That means FDA can seek to hold a person or company liable for selling a non-compliant product, even if the company was not aware that it was non-compliant—and even if the non-compliance was a third party’s (e.g., a contractor’s) “fault.” A misdemeanor conviction can then serve as a predicate to felony charges, with the “repeat offender” prong of the felony provisions not requiring intent. Under the felony provisions those convicted face heightened criminal fines and imprisonment up to three years. For a company, the consequences of such a prosecution, even one premised on a misdemeanor violation, can be crippling, including onerous criminal fines (e.g., $500,000 per offense or twice the gain or loss attributable to the offense), a term of probation, possibly coupled with a Corporate Integrity Agreement with an outside monitor, and even the specter of debarment. By definition, the consequences of a felony prosecution can be exponentially worse. In recent years, several pharmaceutical companies have pled guilty to felony FDCA counts, including felonies based on cGMP violations linked to incomplete laboratory testing records (for example, failure to document a complete record of all data (charts, graphs, and spectra) generated in the testing and analysis process), as well as other cGMP violations. These prosecutions have resulted in guilty pleas and hundreds of millions of dollars in fines, as well as other consequences.
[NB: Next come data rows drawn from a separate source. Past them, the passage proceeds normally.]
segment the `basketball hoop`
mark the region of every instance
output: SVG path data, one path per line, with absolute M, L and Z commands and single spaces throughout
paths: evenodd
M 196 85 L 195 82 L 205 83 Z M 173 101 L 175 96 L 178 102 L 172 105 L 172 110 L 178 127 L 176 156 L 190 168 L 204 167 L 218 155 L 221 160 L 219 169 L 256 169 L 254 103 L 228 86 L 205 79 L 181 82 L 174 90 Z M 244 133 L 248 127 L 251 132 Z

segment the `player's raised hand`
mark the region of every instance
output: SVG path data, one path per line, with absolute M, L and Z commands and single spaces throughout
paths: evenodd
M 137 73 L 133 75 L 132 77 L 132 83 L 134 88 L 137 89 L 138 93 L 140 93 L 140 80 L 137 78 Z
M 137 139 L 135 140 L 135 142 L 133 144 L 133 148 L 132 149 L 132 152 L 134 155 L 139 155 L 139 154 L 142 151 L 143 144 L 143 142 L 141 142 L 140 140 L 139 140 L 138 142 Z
For individual executives, the risk calculus has changed rather substantially in recent years, with the risk of criminal prosecution increasing. Starting in 2010, a series of FDA and DOJ officials pledged publicly to increase the use of the “responsible corporate official” doctrine to underpin “misdemeanor prosecutions … to hold responsible corporate officials accountable.”
For the first few decades after 1975’s Park decision, almost all such prosecutions involved defendants who were at least aware of the conduct giving rise to the violation. These cases, and their relative restraint, reflected the institutional views of FDA and DOJ. In 2011, however, FDA substantially lowered that bar. FDA now states that Park liability may be charged not only “without proof that the corporate official [had] actual knowledge of” the underlying violation, but also without any proof even of the individual defendant’s “negligence.”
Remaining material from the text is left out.